Gift Wrapped (previously called The Gift List) is a British game show that aired on ITV from 18 to 29 August 2014. It was hosted by Eamonn Holmes and Ruth Langsford.

==Gameplay==
Three couples compete against each other in a series of quiz rounds for a chance to win all five of their selected prizes and a bonus holiday.

===Round 1===
In the first round, nine categories are shown on the board, each consisting of nine questions. Each team chooses a category and must answer questions correctly in a row to earn points. Once a team misses a question or answers all nine questions correctly, their turn ends. The team with the most points on each turn gets to "unwrap" one of their "gifts". The round ends when each team has selected two categories.

===Round 2===
In the second round, the teams take turns answering questions which require filling in the missing item from a series of lists.
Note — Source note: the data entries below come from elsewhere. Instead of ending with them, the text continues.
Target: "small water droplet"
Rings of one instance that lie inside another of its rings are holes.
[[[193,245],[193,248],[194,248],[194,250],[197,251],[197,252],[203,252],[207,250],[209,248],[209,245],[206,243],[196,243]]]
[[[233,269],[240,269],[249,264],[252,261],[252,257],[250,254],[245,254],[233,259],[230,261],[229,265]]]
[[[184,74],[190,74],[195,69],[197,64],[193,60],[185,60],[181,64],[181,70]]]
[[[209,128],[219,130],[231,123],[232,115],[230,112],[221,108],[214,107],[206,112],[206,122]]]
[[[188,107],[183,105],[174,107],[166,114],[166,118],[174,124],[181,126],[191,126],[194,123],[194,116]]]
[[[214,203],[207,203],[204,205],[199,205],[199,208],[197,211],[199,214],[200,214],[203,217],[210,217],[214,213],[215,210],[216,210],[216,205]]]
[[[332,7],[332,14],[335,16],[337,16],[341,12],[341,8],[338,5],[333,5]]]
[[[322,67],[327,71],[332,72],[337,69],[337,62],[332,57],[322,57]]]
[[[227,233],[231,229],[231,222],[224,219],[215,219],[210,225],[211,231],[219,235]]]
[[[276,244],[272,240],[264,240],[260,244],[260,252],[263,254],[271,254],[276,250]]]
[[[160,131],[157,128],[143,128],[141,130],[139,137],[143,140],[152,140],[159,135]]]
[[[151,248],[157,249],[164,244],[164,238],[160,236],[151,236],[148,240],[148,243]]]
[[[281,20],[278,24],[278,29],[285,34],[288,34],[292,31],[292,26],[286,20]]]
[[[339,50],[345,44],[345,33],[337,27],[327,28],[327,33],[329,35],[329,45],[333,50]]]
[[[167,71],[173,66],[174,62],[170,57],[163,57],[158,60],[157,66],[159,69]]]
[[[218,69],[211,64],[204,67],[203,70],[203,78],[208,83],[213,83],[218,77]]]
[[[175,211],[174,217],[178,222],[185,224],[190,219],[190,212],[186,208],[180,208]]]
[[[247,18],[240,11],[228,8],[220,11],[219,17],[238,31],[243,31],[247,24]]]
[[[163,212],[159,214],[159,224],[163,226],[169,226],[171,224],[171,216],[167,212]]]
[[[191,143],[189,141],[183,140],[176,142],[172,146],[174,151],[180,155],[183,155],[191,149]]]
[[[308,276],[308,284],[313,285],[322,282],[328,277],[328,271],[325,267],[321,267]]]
Each correct answer unwraps a team's gift. The first two teams to unwrap all five of their gifts move on to the next round, and the other leaves with nothing.

===Round 3===
In the third round, each team faces five multiple choice questions, each containing three possible answers. Each question can have one, two, or three correct answers. Both teams alternate turns, whether they answered correctly or incorrectly. The first team to answer all five of their questions correctly unwraps their bonus holiday gift and moves on to the final round, the other leaves with nothing.

===Final round===
In the final round, the winning team has a chance to win all six of their prizes. One partner is sent offstage to an isolation booth. At the same time, the other is shown six categories and has 30 seconds (5 seconds per category) to create a list of items that describe each category. When time is up, the isolated partner is brought back onstage and must guess what each category is based on their partner's clues. Each correct answer wins the team one of their prizes with all six winning them the holiday in addition to their other five prizes.